Plus familier de l’histoire de France que de celle de l’Italie ou même de la Savoie, je ne m’attendais pas à de telles découvertes en m’intéressant à la vie de notre dernier monarque savoyard,
premier roi d’Italie.
En bons Mauriennais, nous savons tous que ce personnage historique est à l’origine de la ligne ferroviaire Culoz-Modane alors appelée chemin de fer Victor Emmanuel. Le roi de Piémont Sardaigne
voulait ainsi relier la France au Piémont en franchissant les Alpes. Un projet ajourné en 1960 lors du rattachement de la Savoie à la France et provisoirement remplacé par le chemin de fer
Fell.
Nous connaissons également le personnage pour sa passion de la chasse en montagne. C’est ainsi qu’il fut un précurseur du parc du Grand Paradis. En 1856, il avait déclaré Réserve royale de chasse
ces montagnes, sauvant ainsi de l’extinction le bouquetin dont la population s’était réduite en ces années-là à des niveaux alarmants.
Bien qu’il ne fût pas un homme de palais, le monarque laissa une trace politique majeure dans l’histoire de la péninsule transalpine. Bien entouré de Massimo d’Azeglio, Cavour, Garibaldi, il mène
à bien l’unité italienne. Pour cela, il reçoit le qualificatif de « Père de la Patrie ». On lui attribuera également celui de « Re galantuomo » : le roi gentilhomme, pour avoir maintenu le statut
Albertin, une constitution avant la lettre, inspirée de celle de la Savoie.
J’aurai l’occasion de revenir sur son œuvre politique ? Je me dois de justifier le titre de cette chronique, vous allez comprendre.
Il épouse en 1 842 l’archiduchesse Marie Adélaïde d’Autriche (1822-1855), dont il eut 8 enfants, à qui il portait une « affection sincère ». Cela explique qu’il eut plusieurs relations
extraconjugales, dont celle avec la « Bella Rosin », Rosa Vercellana, qui sera sa compagne pour la vie et qu’il épousera en 1869, un mariage morganatique. Elle n’avait que 14 ans lorsqu’il en
tomba amoureux, au grand dam de son père, le roi Charles Albert de Sardaigne opposé à cette relation, la majorité sexuelle étant fixée à l’époque, à 16 ans.

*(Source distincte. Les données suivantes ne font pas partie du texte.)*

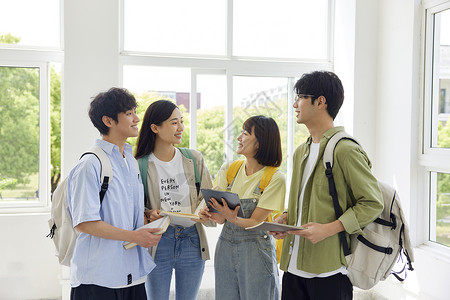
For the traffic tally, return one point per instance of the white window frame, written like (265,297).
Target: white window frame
(232,66)
(430,158)
(36,57)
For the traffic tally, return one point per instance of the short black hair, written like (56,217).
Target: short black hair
(110,104)
(322,83)
(268,136)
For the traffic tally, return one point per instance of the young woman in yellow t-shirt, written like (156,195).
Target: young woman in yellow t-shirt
(245,262)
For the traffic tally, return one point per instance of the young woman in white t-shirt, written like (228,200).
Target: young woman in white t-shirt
(245,262)
(171,187)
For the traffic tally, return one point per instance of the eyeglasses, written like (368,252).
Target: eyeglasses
(299,97)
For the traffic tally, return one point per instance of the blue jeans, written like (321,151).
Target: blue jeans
(179,249)
(245,262)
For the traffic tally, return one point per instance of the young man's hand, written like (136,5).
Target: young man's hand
(146,238)
(316,232)
(282,219)
(205,213)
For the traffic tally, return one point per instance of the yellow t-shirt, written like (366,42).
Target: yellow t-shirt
(244,186)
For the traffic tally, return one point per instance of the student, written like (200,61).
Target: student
(101,268)
(313,259)
(245,262)
(171,187)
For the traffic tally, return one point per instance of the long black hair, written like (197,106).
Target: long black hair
(268,136)
(158,112)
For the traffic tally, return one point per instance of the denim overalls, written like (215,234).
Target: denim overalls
(245,262)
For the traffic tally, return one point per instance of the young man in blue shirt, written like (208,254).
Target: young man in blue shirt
(101,268)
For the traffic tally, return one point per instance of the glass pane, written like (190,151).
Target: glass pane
(175,26)
(260,96)
(149,84)
(55,125)
(19,134)
(285,28)
(441,90)
(30,22)
(440,233)
(212,92)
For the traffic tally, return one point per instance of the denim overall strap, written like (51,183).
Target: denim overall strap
(245,262)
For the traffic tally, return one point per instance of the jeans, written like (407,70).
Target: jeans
(245,262)
(179,249)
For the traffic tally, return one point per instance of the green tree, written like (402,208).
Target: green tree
(19,125)
(55,125)
(443,179)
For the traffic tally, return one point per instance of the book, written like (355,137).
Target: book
(183,219)
(232,199)
(270,226)
(162,223)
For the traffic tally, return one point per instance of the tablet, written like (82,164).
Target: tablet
(231,198)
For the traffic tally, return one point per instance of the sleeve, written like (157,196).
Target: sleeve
(364,187)
(84,187)
(274,194)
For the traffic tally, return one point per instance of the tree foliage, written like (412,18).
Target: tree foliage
(19,124)
(443,179)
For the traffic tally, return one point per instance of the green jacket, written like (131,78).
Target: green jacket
(358,194)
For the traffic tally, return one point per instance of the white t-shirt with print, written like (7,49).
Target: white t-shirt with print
(173,185)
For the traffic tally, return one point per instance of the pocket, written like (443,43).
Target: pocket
(364,263)
(266,253)
(194,240)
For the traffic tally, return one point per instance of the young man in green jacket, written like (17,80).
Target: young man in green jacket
(313,259)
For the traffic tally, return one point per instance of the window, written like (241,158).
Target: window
(244,61)
(30,101)
(436,124)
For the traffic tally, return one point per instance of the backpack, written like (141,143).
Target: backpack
(371,257)
(62,233)
(143,165)
(265,180)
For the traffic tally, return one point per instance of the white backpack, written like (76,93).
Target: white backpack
(62,233)
(371,257)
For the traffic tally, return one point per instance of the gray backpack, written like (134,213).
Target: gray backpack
(385,244)
(62,233)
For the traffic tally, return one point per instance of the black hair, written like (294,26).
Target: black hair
(322,83)
(267,134)
(158,112)
(110,104)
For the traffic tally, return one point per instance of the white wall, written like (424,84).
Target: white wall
(378,59)
(397,121)
(28,266)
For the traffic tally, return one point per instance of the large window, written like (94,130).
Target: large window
(30,101)
(435,155)
(235,58)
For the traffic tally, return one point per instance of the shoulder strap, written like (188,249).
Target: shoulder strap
(328,157)
(143,165)
(188,154)
(233,169)
(105,168)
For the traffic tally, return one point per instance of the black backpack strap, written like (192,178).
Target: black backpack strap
(105,182)
(337,208)
(188,154)
(143,165)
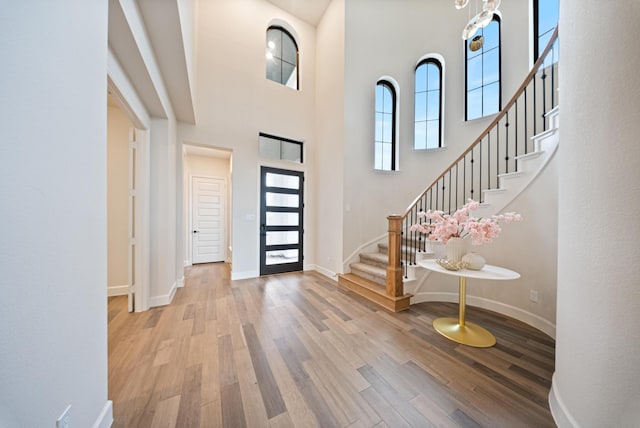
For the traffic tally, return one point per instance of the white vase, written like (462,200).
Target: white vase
(473,261)
(455,248)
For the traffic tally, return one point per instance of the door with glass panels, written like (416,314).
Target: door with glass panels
(281,225)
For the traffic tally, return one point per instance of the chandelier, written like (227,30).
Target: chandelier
(481,20)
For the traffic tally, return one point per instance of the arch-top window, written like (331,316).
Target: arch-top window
(428,105)
(385,132)
(282,57)
(482,63)
(545,20)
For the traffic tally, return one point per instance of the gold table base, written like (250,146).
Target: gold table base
(461,331)
(468,334)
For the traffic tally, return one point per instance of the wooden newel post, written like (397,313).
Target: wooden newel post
(394,269)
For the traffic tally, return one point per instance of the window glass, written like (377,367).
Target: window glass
(384,147)
(272,147)
(282,57)
(483,72)
(428,105)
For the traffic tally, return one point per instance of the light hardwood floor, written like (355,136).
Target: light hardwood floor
(292,350)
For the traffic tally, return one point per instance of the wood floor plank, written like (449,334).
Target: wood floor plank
(189,410)
(166,413)
(269,390)
(293,350)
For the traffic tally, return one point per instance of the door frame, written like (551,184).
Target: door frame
(189,215)
(141,219)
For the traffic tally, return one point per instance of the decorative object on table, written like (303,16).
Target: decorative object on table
(452,264)
(473,261)
(455,248)
(442,227)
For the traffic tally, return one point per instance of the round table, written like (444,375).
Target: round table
(459,330)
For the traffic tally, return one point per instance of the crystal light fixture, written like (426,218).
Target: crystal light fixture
(481,20)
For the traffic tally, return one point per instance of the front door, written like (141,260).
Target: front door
(208,211)
(281,225)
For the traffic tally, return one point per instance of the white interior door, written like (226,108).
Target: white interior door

Cependant, l’amante, puis la maîtresse du roi, malgré l’amour que lui portait son mari, ont eu à subir son comportement pour le moins volage. L’écrivain Carlo Dossi, dans le journal « Note
azzurre », a déclaré que le roi était virilement « surdoué », qu’il vivait ses passions sexuelles de manière immodérée et que dans ses aventures il avait engendré un nombre très important
d’enfants naturels, justifiant ainsi, d’une autre manière, son qualificatif de « Père de la Patrie » !
Mais ce n’est pas tout ! Un incendie s’étant déclaré dans la pièce du palais où l’enfant en bas âge se trouvait en compagnie de sa nourrice, tous deux auraient péri !
Voici le rapport d’incident : « Le 16 au soir, vers onze heures et demie, la nourrice de Son Altesse Impériale et Royale le prince de Carignano, se trouvant dans son appartement, et voulant tuer
les moustiques avec la lumière, mit le feu dans sa moustiquaire et la robe qu’elle portait encore, voulant sauver l’enfant qui était au lit, les femmes de chambre et autres domestiques
accoururent et éteignirent le feu, car il restait un demi-matelas dans le lit. »
À Florence, il semblait impossible que le petit garçon soit sorti indemne d’un tel accident et les rumeurs ont commencé, notamment parce qu’un boucher, Gaetano Tiburzi, déplorait la disparition
de son fils et, mystérieusement, peu de temps après, il devint inexplicablement riche, allant jusqu’à acheter un immeuble où il a ouvert une nouvelle boucherie.
On ne saura probablement jamais si l’échange de berceaux était une invention de l’époque ou un fait réel, à moins que les descendants actuels de la Maison de Savoie n’acceptent de réaliser un
test ADN, même si l’éventualité semble plutôt lointaine.*
*Sources : Giovana Francesconi, Histoire des rois et des reines.